The only thing it might be useful for now is creating posters by printing long strips of paper. Quite difficult 40 years ago because it was real hard to get data into the computer. Today, it could run off any serial port with the right glue logic & print photos. The mane task would be converting an arbitrary bitmap source to the right serial codes.
It had a text mode & graphics mode. The text font had only 7 rows & terrible lowercase. It was not possible to print screenshots of any quality because there wasn't a modern frame buffer, just a realtime fusion of raster interrupts, bit maps, sprites, character maps, color maps. Software did print out just the raw bitmap memory or just 1 sprite, but couldn't scale it to fill an entire page. Bitmap printouts were just thumbnails. The lion kingdom has actually only regained most of is commodore knowledge in the last 5 years. Some bits of the memory map are still forgotten.
The tractor feed might allow multiple passes with different color ribbons. 4 printers with different ribbon colors could be daisychained to the same paper feed.

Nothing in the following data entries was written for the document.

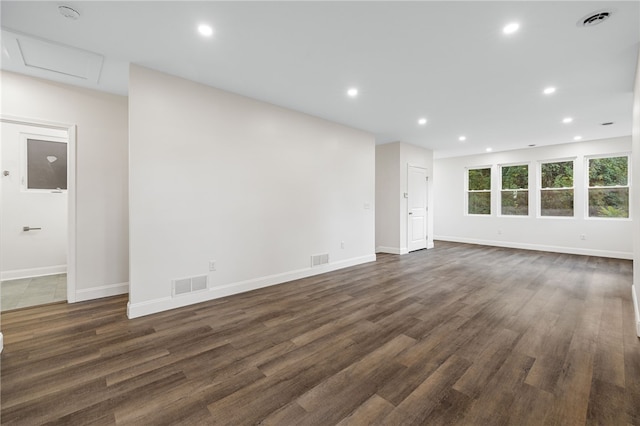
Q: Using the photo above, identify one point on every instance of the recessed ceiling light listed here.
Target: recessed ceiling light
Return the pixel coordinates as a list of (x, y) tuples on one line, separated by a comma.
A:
[(511, 28), (68, 12), (205, 30)]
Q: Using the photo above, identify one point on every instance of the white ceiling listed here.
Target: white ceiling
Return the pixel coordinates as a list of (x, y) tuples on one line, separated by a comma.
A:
[(447, 61)]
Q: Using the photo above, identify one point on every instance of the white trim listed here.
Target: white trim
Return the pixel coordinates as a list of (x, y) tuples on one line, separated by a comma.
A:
[(390, 250), (17, 274), (71, 192), (636, 308), (101, 291), (540, 247), (135, 310)]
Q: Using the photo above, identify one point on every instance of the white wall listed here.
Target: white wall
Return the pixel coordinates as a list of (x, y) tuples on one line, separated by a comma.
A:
[(635, 196), (392, 161), (101, 173), (33, 253), (604, 237), (255, 187), (388, 198)]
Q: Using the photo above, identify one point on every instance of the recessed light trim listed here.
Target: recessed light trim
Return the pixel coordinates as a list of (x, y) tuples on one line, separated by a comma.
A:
[(205, 30), (511, 28), (69, 12)]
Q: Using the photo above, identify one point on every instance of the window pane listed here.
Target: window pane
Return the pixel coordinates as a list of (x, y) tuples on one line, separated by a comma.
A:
[(556, 203), (515, 177), (557, 175), (480, 203), (612, 202), (479, 179), (515, 203), (46, 164), (612, 171)]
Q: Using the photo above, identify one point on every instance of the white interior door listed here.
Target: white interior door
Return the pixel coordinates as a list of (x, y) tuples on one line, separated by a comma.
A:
[(34, 201), (417, 208)]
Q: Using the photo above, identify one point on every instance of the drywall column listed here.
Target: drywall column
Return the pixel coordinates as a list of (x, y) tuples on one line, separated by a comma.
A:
[(388, 198), (635, 185)]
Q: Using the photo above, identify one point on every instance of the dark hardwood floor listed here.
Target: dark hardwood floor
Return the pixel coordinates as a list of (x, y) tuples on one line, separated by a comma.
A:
[(460, 334)]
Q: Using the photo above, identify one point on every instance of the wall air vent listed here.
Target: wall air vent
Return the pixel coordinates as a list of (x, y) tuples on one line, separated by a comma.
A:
[(319, 259), (189, 285), (594, 18)]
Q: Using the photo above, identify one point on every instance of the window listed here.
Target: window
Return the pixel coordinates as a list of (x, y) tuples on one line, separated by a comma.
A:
[(46, 164), (514, 197), (556, 189), (479, 191), (609, 187)]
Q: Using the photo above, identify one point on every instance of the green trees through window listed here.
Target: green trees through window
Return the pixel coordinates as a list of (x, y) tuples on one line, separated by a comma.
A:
[(514, 197), (479, 191), (609, 187), (556, 188)]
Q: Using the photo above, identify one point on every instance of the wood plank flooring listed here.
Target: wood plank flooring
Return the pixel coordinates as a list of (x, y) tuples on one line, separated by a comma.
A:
[(460, 334)]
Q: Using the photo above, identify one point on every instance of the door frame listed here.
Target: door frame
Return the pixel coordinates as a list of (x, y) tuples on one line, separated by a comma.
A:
[(71, 191), (426, 199)]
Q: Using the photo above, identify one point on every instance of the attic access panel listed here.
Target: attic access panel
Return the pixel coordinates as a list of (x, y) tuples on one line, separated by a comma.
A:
[(46, 164)]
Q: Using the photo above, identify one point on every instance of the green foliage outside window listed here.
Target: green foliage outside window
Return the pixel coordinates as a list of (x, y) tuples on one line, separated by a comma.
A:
[(608, 187), (515, 195), (479, 195), (556, 195)]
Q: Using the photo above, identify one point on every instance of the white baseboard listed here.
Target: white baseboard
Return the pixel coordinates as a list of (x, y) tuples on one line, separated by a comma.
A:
[(391, 250), (135, 310), (539, 247), (17, 274), (102, 291), (636, 308)]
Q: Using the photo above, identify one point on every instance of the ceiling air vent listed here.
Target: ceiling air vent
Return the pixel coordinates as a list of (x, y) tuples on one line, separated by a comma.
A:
[(594, 18)]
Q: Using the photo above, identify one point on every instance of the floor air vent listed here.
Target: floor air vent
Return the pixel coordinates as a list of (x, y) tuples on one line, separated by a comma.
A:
[(319, 259), (189, 285)]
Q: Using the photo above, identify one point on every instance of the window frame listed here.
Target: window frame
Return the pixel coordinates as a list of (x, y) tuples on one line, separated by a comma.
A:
[(540, 189), (587, 187), (528, 189), (468, 191)]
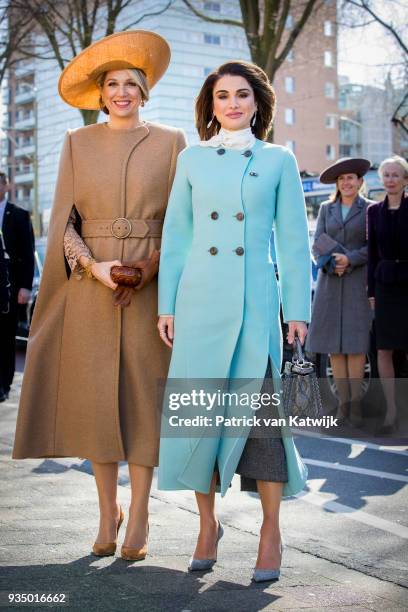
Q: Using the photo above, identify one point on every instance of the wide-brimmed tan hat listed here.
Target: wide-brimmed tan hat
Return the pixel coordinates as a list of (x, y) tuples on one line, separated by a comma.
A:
[(345, 165), (140, 49)]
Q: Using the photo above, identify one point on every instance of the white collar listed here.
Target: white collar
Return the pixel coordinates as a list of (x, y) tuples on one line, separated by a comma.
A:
[(236, 139)]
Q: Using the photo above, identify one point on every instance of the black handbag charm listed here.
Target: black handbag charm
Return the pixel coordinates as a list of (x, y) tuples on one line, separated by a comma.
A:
[(300, 387)]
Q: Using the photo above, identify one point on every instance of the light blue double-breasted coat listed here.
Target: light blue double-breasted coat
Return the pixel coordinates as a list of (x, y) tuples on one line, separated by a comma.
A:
[(226, 302)]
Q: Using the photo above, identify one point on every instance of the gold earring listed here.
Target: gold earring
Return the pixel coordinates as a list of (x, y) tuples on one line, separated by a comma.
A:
[(210, 122)]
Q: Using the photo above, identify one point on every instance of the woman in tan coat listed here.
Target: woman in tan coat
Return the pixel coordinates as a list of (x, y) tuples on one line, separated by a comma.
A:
[(93, 357)]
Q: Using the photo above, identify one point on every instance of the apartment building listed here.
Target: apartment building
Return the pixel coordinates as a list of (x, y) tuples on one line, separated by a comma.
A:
[(306, 86)]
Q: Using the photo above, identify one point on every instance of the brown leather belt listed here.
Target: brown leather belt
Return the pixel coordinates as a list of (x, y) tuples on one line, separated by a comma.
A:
[(121, 228)]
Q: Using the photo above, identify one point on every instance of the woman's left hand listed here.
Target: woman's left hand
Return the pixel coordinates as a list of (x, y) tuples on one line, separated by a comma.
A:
[(297, 328)]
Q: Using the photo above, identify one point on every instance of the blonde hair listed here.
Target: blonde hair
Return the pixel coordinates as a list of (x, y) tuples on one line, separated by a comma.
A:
[(140, 79), (394, 159)]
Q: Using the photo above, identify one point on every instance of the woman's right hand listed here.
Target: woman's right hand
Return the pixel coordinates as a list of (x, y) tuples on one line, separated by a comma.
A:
[(101, 271), (166, 329)]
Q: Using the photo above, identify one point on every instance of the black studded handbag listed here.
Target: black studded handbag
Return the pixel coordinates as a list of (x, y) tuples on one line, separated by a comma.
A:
[(300, 387)]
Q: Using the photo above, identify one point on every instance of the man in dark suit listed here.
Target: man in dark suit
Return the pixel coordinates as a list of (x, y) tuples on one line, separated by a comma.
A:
[(19, 244)]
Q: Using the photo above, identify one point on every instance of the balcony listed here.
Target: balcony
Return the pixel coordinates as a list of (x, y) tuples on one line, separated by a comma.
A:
[(25, 151), (24, 95), (25, 123), (26, 203), (24, 177)]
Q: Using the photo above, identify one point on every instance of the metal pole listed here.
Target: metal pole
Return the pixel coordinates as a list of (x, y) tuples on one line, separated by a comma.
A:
[(36, 208)]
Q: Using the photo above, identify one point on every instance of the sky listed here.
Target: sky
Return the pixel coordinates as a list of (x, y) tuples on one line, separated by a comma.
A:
[(366, 54)]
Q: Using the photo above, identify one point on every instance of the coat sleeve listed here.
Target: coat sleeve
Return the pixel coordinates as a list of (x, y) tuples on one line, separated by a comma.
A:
[(176, 239), (320, 228), (292, 244), (357, 257), (373, 257)]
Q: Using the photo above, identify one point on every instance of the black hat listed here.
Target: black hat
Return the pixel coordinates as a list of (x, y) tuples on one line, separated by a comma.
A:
[(345, 165)]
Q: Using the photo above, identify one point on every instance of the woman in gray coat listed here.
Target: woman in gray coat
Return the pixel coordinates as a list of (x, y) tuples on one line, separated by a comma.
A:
[(340, 323)]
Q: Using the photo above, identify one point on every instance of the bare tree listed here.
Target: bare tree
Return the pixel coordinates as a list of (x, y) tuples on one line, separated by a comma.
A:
[(66, 27), (373, 12), (264, 23), (369, 9), (13, 33)]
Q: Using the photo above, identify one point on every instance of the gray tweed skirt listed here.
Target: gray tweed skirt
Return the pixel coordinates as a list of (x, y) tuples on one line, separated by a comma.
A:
[(263, 458)]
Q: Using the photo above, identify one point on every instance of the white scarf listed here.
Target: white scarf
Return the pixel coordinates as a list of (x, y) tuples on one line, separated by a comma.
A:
[(231, 139)]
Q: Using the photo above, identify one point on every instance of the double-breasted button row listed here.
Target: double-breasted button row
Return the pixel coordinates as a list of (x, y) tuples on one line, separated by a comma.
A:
[(238, 251), (246, 153)]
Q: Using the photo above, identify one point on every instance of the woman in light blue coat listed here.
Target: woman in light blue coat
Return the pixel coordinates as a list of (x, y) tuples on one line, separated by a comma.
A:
[(219, 299)]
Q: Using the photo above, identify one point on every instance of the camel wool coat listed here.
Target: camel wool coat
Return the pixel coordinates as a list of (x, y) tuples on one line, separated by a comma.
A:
[(90, 382)]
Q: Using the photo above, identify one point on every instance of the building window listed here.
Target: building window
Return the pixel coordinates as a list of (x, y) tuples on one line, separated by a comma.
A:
[(328, 59), (328, 28), (289, 116), (329, 90), (212, 39), (289, 84), (212, 6), (345, 151)]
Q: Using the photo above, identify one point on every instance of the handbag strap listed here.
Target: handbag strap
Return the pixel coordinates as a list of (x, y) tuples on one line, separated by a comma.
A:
[(299, 364)]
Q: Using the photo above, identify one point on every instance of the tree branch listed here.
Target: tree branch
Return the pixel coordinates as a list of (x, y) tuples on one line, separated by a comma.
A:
[(388, 26), (205, 17)]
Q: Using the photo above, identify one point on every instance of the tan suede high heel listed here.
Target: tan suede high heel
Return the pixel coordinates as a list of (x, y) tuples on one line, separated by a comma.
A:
[(135, 554), (107, 550)]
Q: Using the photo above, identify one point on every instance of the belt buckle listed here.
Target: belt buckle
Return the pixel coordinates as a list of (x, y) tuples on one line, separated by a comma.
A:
[(121, 228)]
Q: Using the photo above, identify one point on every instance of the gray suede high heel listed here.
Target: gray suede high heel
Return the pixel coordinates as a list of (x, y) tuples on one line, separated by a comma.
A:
[(261, 575), (201, 565)]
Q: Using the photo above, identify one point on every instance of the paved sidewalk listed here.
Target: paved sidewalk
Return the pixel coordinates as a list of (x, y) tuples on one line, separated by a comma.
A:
[(48, 520)]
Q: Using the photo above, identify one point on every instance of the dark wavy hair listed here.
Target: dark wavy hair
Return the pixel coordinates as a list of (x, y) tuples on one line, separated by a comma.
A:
[(263, 92)]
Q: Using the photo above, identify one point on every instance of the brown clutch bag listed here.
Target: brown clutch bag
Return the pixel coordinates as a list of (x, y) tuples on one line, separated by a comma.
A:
[(126, 276)]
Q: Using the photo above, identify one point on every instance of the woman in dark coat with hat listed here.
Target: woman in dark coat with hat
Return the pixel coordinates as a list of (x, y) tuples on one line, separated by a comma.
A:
[(340, 323), (388, 276)]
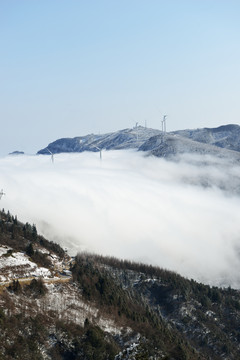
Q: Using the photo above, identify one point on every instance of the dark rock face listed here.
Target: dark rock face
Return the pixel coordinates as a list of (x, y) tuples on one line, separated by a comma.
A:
[(16, 153), (225, 136)]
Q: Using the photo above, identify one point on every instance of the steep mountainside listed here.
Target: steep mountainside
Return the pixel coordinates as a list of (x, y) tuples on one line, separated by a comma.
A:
[(226, 136), (123, 139), (223, 141), (92, 307)]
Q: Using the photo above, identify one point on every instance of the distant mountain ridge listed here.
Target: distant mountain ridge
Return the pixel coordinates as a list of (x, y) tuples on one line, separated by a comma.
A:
[(223, 141)]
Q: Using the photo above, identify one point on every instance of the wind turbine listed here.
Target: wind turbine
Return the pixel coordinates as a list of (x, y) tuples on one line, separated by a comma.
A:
[(99, 150), (51, 155), (1, 194), (137, 129), (164, 124)]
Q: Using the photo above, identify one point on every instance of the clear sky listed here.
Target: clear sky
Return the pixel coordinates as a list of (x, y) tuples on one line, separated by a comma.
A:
[(69, 68)]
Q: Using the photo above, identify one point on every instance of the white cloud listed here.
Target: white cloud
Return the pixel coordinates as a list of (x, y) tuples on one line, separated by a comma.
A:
[(183, 215)]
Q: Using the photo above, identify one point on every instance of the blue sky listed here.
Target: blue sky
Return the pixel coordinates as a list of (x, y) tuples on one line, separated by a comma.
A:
[(68, 68)]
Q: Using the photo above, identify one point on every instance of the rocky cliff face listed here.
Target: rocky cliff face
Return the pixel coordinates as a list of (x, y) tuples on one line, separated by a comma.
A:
[(123, 139), (223, 141), (93, 307)]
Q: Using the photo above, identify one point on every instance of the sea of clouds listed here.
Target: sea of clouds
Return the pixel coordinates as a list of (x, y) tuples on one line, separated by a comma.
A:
[(183, 215)]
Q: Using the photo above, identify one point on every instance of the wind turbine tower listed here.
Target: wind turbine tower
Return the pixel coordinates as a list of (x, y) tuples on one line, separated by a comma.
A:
[(164, 124), (1, 194), (51, 155)]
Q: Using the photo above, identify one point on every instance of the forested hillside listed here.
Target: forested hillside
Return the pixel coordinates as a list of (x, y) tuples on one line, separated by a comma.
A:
[(53, 306)]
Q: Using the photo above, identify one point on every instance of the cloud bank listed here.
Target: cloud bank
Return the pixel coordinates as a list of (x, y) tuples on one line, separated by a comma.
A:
[(183, 216)]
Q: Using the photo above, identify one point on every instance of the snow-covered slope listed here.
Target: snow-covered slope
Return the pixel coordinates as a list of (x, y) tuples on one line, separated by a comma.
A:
[(212, 141), (123, 139)]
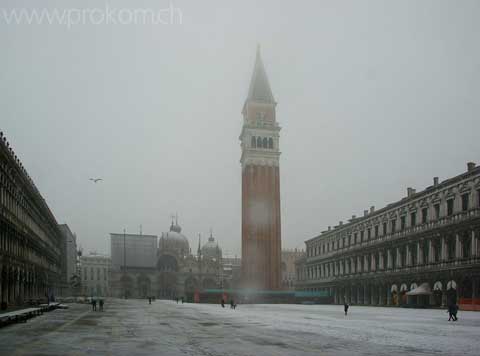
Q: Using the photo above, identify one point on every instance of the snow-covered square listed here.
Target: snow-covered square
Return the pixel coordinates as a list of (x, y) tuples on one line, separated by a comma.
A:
[(133, 327)]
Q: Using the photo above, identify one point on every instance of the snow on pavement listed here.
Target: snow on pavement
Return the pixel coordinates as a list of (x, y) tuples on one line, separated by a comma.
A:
[(133, 327)]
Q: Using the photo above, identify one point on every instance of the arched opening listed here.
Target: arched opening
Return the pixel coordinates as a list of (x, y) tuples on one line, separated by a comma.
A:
[(450, 241), (403, 296), (126, 283), (466, 242), (209, 283), (167, 263), (166, 285), (191, 285), (394, 294), (437, 293), (451, 292), (144, 286), (466, 290)]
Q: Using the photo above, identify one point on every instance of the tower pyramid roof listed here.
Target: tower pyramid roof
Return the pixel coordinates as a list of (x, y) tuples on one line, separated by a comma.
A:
[(259, 89)]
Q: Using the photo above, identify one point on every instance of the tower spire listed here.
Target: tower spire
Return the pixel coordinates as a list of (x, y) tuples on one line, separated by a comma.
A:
[(259, 89)]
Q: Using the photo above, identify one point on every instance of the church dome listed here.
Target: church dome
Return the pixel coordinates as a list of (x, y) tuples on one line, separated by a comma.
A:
[(211, 249), (174, 241)]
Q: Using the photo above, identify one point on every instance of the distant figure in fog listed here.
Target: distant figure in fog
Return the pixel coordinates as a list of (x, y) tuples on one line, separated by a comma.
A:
[(454, 312)]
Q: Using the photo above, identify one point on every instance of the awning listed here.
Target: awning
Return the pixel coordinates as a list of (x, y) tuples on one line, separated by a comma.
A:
[(423, 289)]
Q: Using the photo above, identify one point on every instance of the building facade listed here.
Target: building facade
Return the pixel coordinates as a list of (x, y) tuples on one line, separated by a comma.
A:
[(175, 270), (31, 244), (289, 272), (261, 228), (95, 274), (423, 249)]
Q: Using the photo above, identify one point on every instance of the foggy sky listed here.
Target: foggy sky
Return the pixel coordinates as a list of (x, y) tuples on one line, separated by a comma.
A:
[(373, 97)]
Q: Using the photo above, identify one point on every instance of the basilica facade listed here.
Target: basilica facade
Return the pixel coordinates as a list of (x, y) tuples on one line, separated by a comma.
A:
[(423, 250), (165, 267)]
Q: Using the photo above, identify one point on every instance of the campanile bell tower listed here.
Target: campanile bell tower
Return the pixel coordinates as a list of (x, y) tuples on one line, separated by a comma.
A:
[(261, 230)]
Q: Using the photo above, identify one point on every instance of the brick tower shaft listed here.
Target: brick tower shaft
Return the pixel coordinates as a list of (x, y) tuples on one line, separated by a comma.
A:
[(261, 228)]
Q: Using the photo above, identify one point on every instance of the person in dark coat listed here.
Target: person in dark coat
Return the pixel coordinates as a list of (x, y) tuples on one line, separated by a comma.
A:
[(454, 312)]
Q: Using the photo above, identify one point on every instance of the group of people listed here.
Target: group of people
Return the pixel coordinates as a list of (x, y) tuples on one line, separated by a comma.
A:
[(232, 304), (94, 304)]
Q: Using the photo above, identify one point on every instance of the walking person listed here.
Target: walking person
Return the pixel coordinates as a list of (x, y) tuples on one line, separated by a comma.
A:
[(450, 312), (454, 312)]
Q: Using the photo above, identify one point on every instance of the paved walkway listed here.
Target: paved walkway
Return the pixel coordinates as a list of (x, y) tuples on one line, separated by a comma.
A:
[(133, 327)]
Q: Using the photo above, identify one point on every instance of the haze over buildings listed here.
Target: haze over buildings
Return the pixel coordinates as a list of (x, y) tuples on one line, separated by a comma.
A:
[(372, 99)]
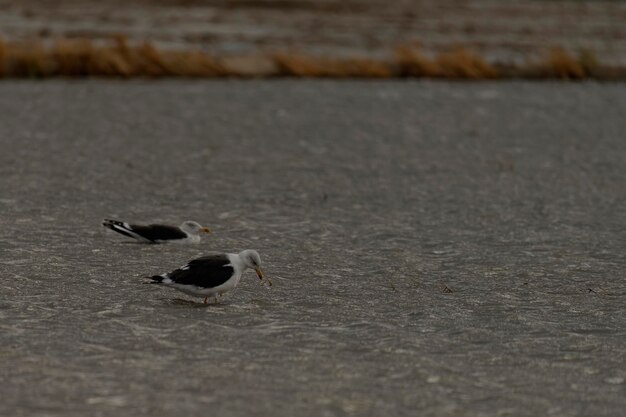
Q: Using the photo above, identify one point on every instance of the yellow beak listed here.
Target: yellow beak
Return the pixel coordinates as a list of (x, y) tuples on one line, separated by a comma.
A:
[(259, 273)]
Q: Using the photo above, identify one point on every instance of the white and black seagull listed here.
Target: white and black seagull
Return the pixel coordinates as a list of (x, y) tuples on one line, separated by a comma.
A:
[(188, 232), (213, 275)]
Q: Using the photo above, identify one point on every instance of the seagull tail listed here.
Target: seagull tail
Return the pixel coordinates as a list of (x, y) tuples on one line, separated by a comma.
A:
[(120, 227), (156, 279)]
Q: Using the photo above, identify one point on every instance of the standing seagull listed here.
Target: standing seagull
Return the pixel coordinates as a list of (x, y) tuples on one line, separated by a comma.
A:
[(212, 275), (188, 232)]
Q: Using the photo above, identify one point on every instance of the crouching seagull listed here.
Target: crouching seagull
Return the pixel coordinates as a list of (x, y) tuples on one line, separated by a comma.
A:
[(213, 275), (188, 232)]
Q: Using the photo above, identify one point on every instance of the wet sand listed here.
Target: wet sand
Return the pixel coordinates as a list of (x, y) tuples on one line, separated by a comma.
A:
[(436, 249)]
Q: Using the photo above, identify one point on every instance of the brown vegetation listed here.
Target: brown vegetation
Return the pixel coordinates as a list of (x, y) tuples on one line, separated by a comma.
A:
[(84, 58)]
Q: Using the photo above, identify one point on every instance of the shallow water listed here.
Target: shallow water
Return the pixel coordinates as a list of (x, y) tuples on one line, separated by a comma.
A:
[(436, 249)]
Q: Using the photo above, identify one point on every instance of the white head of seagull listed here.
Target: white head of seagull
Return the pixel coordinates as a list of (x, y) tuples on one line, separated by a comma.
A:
[(212, 275)]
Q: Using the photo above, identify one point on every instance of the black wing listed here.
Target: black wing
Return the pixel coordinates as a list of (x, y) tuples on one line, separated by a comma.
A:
[(206, 272), (155, 232)]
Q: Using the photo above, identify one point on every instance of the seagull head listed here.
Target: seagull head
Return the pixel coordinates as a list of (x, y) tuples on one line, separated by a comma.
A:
[(193, 228), (252, 260)]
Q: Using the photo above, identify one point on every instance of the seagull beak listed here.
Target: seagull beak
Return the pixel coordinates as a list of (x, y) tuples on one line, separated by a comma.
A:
[(259, 273)]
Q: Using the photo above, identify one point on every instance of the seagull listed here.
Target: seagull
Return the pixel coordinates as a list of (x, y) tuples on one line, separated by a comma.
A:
[(212, 275), (187, 232)]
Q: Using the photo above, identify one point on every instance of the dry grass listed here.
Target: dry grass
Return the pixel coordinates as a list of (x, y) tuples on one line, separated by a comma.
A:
[(117, 58), (300, 65)]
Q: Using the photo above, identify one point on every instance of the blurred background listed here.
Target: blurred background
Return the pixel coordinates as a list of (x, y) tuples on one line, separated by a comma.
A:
[(247, 35)]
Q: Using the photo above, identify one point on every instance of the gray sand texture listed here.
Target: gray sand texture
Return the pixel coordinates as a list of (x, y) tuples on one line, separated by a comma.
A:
[(436, 249)]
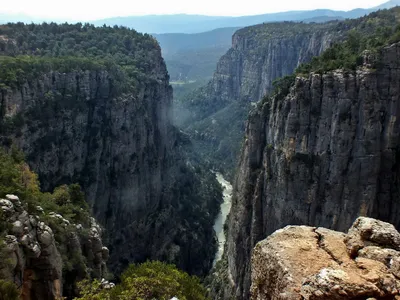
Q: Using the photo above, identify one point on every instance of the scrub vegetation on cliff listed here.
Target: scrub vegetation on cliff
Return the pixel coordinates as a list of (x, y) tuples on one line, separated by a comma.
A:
[(29, 50), (147, 281)]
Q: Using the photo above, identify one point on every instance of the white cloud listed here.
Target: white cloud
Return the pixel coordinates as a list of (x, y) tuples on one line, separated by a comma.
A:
[(96, 9)]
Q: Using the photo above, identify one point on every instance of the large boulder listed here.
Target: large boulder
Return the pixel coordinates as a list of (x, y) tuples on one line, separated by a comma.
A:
[(301, 262)]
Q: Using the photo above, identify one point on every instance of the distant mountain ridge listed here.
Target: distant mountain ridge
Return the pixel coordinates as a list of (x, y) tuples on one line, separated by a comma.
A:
[(183, 23)]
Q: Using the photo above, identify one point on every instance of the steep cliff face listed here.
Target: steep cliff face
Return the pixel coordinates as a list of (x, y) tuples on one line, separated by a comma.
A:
[(259, 55), (321, 155), (301, 262), (106, 125), (124, 153), (36, 261)]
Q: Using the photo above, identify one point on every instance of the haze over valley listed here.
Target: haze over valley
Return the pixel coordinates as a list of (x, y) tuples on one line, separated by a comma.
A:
[(196, 151)]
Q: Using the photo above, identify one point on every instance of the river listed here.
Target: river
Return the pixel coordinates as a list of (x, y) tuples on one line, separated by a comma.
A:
[(221, 219)]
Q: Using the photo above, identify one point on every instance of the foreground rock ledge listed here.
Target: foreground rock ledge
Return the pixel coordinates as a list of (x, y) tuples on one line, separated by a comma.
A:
[(301, 262)]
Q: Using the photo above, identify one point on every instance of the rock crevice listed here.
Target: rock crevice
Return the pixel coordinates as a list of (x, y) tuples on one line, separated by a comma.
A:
[(300, 262)]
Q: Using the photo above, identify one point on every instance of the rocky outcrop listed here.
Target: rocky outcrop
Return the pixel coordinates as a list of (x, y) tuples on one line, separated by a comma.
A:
[(215, 115), (322, 155), (36, 261), (300, 262), (77, 127)]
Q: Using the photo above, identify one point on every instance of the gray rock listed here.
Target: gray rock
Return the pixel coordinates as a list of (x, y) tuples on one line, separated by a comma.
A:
[(322, 155), (300, 262), (17, 229)]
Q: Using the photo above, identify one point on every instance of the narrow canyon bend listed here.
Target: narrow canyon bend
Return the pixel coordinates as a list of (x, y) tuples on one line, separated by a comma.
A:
[(278, 179)]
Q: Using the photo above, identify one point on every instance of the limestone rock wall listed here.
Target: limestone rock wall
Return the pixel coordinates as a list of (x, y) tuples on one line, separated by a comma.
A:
[(33, 257), (322, 155), (301, 262)]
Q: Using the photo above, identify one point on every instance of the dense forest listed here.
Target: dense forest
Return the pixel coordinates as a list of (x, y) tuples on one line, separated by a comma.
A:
[(34, 48)]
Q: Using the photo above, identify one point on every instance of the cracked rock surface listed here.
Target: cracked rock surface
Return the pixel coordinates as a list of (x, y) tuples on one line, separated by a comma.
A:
[(322, 155), (301, 262)]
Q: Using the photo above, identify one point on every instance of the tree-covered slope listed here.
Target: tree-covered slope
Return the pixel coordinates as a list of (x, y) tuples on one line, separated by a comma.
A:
[(260, 54), (322, 148), (92, 105)]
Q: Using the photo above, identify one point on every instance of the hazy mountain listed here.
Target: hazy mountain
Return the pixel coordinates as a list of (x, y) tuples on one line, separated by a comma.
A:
[(174, 42), (197, 23)]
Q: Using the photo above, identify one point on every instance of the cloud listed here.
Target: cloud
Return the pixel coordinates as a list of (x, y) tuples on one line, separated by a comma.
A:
[(83, 10)]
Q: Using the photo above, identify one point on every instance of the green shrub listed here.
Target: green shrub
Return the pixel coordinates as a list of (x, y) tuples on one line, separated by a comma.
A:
[(150, 280), (8, 291)]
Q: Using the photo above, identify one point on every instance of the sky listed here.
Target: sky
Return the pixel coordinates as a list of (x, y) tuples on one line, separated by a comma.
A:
[(85, 10)]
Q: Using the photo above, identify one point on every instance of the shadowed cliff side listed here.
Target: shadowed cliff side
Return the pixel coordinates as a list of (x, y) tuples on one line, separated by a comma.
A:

Tractor paper would be a lot easier to assemble into posters than separate sheets. The ribbons might have been easier to recharge than toner & inkjet cartridges. Low resolution isn't a problem for posters.
Lions wouldn't know where to store tractor paper now or where to put posters. Maybe they could be replaced routinely.
Some leading posters are a large starship launch, supermodels. Some other directions involve getting the printer to print from the most ridiculous device, an FX-7700, a watch, making a cheap calculator print every line.
Printing from a browser has never worked. Lions historically saved every page as a PNG, loaded it in the Gimp, cropped it, printed it to a .ps file, then wrote the .ps file to the ghostscript filter.
Gimp no longer has any persistent settings for printing & no longer allows dragging the output in the print preview, which has made this quite ponderous. A better solution has long been a way to automatically crop to the black areas straight from a .ps file from the browser & send it to ghostscript.